For the cost conscious caller

Review With HTC churning out a different handset for seemingly every demographic, the original Wildfire was ‘the weeny one’. The recent Wildfire S updates the concept with improved screen and processor, the latest (almost) Android 2.3 Gingerbread, plus GPS, Wi-Fi and 3G, at half the price of a high-end handset.

HTC Wildfire S

HTC's Wildfire S: offers a speed bump and a higher res screen over the original

The pricier handsets might be fighting each other to see just how big they can make a screen that will still fit the in the average pocket, but the Wildfire S makes a virtue of its petite proportions.

It’s ditched the optical navpad and the shortened 101 x 59 x 12mm casing surrounds a 3.2in screen with the traditional four Android buttons on a touch sensitive strip beneath it.

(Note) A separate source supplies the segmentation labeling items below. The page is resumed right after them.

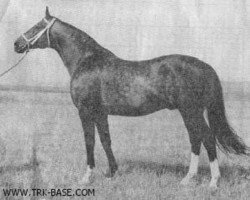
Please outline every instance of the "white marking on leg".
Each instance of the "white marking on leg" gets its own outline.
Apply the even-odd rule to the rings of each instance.
[[[215,159],[213,162],[210,162],[210,169],[211,169],[211,181],[209,184],[210,188],[217,188],[217,182],[220,178],[220,169],[219,169],[219,164],[218,160]]]
[[[205,121],[206,121],[206,123],[207,123],[208,127],[210,127],[210,125],[209,125],[209,121],[208,121],[208,113],[207,113],[207,109],[205,109],[205,110],[204,110],[204,112],[203,112],[203,117],[204,117],[204,119],[205,119]]]
[[[182,179],[181,184],[187,185],[190,180],[197,174],[199,164],[199,155],[195,155],[191,152],[191,161],[187,175]]]
[[[87,170],[82,178],[81,184],[88,184],[90,183],[91,175],[93,174],[93,169],[90,168],[90,166],[87,166]]]

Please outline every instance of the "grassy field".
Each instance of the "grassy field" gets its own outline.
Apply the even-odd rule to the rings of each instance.
[[[250,146],[250,98],[227,99],[231,125]],[[95,181],[80,185],[86,164],[78,112],[68,93],[0,92],[0,199],[249,199],[250,158],[219,152],[222,178],[208,189],[204,148],[199,174],[188,187],[190,144],[177,111],[126,118],[110,116],[119,172],[105,179],[107,159],[96,134]],[[4,197],[3,188],[94,188],[95,197]]]

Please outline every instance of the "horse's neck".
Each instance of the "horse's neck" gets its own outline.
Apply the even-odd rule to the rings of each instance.
[[[86,33],[64,22],[58,22],[57,28],[51,32],[51,36],[52,48],[59,53],[70,76],[88,57],[94,56],[97,51],[107,51]]]

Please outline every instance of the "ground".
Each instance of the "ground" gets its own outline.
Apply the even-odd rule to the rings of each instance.
[[[227,98],[229,121],[250,145],[250,98]],[[69,93],[0,92],[0,199],[249,199],[250,158],[219,152],[220,187],[208,188],[210,169],[204,148],[199,174],[180,186],[189,165],[190,143],[178,111],[144,117],[110,116],[119,165],[111,180],[96,134],[95,180],[80,185],[86,168],[84,137]],[[3,188],[94,188],[89,197],[5,197]]]

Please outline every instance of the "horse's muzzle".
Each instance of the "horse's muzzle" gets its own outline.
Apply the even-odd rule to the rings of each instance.
[[[24,42],[20,42],[20,41],[15,41],[14,43],[14,50],[17,53],[24,53],[27,49],[27,44]]]

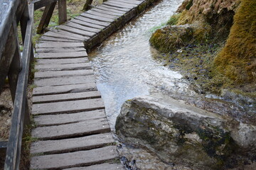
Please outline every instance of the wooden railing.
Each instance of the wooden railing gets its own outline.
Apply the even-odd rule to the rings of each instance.
[[[29,123],[27,85],[31,60],[33,59],[32,27],[33,4],[27,0],[0,1],[0,91],[8,76],[14,103],[11,126],[6,147],[4,169],[19,169],[24,124]],[[20,52],[20,24],[23,52]]]

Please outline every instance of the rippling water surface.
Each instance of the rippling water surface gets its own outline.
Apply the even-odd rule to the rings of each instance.
[[[97,88],[112,130],[122,104],[135,96],[188,91],[182,76],[154,60],[149,38],[166,23],[182,0],[162,0],[134,19],[89,54]]]

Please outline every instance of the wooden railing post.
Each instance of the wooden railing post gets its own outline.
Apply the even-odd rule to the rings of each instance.
[[[55,5],[56,5],[56,2],[53,2],[50,5],[46,6],[42,18],[40,21],[40,23],[37,28],[36,33],[38,34],[42,33],[43,29],[48,26],[50,18],[53,16],[53,13]]]
[[[58,0],[58,23],[61,24],[67,21],[67,1],[66,0]]]

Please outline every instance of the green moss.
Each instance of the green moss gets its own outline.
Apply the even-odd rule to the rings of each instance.
[[[256,81],[256,1],[242,0],[227,43],[214,60],[215,74],[233,84]]]
[[[167,24],[169,26],[177,25],[178,21],[180,18],[181,13],[176,13],[171,16],[170,19],[167,21]]]
[[[193,0],[190,0],[188,4],[186,6],[186,9],[189,10],[192,6],[193,6]]]

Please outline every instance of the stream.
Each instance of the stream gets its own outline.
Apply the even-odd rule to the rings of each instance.
[[[181,74],[154,60],[157,52],[149,44],[152,33],[164,26],[182,1],[159,1],[89,54],[112,130],[128,99],[164,91],[193,93]]]

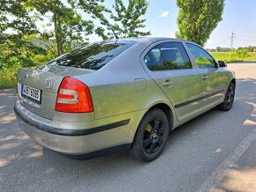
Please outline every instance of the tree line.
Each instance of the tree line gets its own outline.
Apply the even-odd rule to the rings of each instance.
[[[111,8],[104,4],[104,0],[2,0],[0,70],[13,63],[43,63],[88,43],[92,34],[102,40],[150,35],[145,31],[149,2],[115,0]],[[222,20],[224,0],[177,0],[177,37],[204,45]],[[50,43],[42,48],[33,44],[34,39]]]

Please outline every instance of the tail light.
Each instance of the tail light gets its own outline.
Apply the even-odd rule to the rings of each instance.
[[[58,89],[56,111],[87,113],[94,111],[91,92],[83,82],[65,77]]]

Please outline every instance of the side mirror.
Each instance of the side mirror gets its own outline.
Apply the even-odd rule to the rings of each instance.
[[[223,61],[218,61],[218,63],[220,67],[227,67],[227,63]]]

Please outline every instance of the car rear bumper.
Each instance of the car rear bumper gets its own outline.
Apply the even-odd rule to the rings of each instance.
[[[20,129],[34,141],[49,149],[67,155],[88,154],[97,156],[128,150],[135,134],[132,121],[122,121],[106,123],[87,129],[67,129],[50,126],[50,120],[42,122],[42,117],[26,109],[19,103],[14,107],[18,124]],[[123,117],[124,118],[124,117]],[[56,123],[54,123],[56,124]],[[70,126],[70,124],[69,124]]]

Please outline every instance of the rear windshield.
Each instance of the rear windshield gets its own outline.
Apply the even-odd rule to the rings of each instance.
[[[132,41],[96,42],[63,55],[47,65],[99,70],[134,44]]]

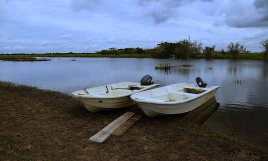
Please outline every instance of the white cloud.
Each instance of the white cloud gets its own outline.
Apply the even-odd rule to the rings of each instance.
[[[267,36],[267,2],[0,1],[0,53],[149,48],[188,36],[218,49],[238,41],[249,50],[260,51],[259,41]]]

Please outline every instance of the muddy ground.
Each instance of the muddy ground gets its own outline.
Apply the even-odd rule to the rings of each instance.
[[[122,137],[88,141],[130,110],[92,113],[67,94],[0,82],[0,160],[268,160],[267,149],[181,115],[143,115]]]

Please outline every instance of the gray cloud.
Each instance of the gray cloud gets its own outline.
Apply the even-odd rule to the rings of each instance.
[[[235,27],[268,26],[268,0],[227,0],[218,11],[227,24]],[[215,23],[217,24],[217,23]]]
[[[179,7],[195,1],[211,2],[213,0],[140,0],[138,2],[146,10],[145,15],[152,18],[156,23],[165,22],[179,15]]]

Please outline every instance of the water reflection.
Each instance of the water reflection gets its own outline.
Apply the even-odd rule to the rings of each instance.
[[[254,136],[257,138],[262,138],[263,134],[268,133],[268,62],[108,58],[51,59],[51,61],[39,62],[0,61],[0,80],[69,94],[86,86],[91,87],[123,81],[139,82],[146,74],[150,74],[153,81],[162,85],[182,82],[196,83],[196,78],[201,77],[208,86],[221,86],[216,96],[220,105],[215,115],[205,123],[207,126],[222,131],[237,126],[238,133],[246,132],[251,127],[251,129],[257,129]],[[167,63],[171,63],[173,67],[170,72],[165,73],[154,70],[160,64]],[[182,66],[185,64],[193,66]],[[235,84],[235,80],[241,80],[241,83]],[[208,123],[206,124],[207,122]],[[240,126],[243,124],[246,126]],[[242,133],[240,135],[247,135]]]

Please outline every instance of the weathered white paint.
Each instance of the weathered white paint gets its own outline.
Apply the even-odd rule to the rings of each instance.
[[[180,83],[148,90],[131,96],[149,117],[189,112],[215,96],[219,86],[200,87],[195,84]],[[199,94],[187,92],[186,89],[202,91]]]

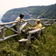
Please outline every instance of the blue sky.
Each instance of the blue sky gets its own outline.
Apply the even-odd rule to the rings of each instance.
[[[13,8],[55,4],[56,0],[0,0],[0,16]]]

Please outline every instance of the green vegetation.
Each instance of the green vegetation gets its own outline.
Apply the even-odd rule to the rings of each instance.
[[[56,4],[49,6],[29,6],[11,9],[3,15],[2,21],[14,21],[21,13],[25,15],[24,19],[30,19],[32,17],[56,19]]]
[[[5,34],[7,36],[13,32],[8,30]],[[25,44],[18,43],[24,36],[20,34],[0,42],[0,56],[56,56],[56,24],[46,26],[45,34],[41,35],[39,40],[32,40],[29,49]]]

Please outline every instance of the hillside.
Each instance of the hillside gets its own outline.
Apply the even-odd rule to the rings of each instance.
[[[49,6],[29,6],[23,8],[15,8],[7,11],[2,21],[9,22],[14,21],[20,13],[23,13],[24,19],[29,18],[51,18],[56,19],[56,4]]]
[[[10,30],[5,32],[5,36],[11,34]],[[46,26],[45,34],[39,40],[32,40],[29,49],[25,44],[18,43],[24,36],[20,34],[0,42],[0,56],[56,56],[56,24]]]

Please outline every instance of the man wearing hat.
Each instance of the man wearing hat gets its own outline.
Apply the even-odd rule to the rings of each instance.
[[[26,20],[24,20],[23,17],[24,17],[24,14],[20,14],[19,17],[17,17],[15,21],[24,21],[24,22],[26,22]],[[13,23],[13,25],[16,25],[16,23]],[[17,26],[14,26],[14,29],[17,31]]]
[[[36,20],[37,26],[36,27],[31,27],[31,29],[39,29],[42,28],[42,24],[40,23],[40,19]]]

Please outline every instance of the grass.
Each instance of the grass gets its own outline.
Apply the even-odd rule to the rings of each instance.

There’s a long, slim volume rocker and microUSB power/sync slot on the side and on/off/sleep button with 3.5mm headphone jack on top.

The original Wildfire suffered screen envy compared to many of its rivals, delivering a none-too-sharp 240 x 320-pixel resolution. The new version has the same screen size but bumps that up to 320x480. Indeed, it looks much better, though it still suffers way too much glare in sunlight but responds sensitively to touches and presses.

HTC Wildfire S

5Mp snapper on the back but no front facing cam

The Wildfire S runs Android 2.3.3 Gingerbread, which has only just been usurped by version 2.3.4, bringing video chat to Google Talk and a few other tweaks. Still, there’s no front-facing camera on the Wildfire S to take advantage of it, so that's not an issue.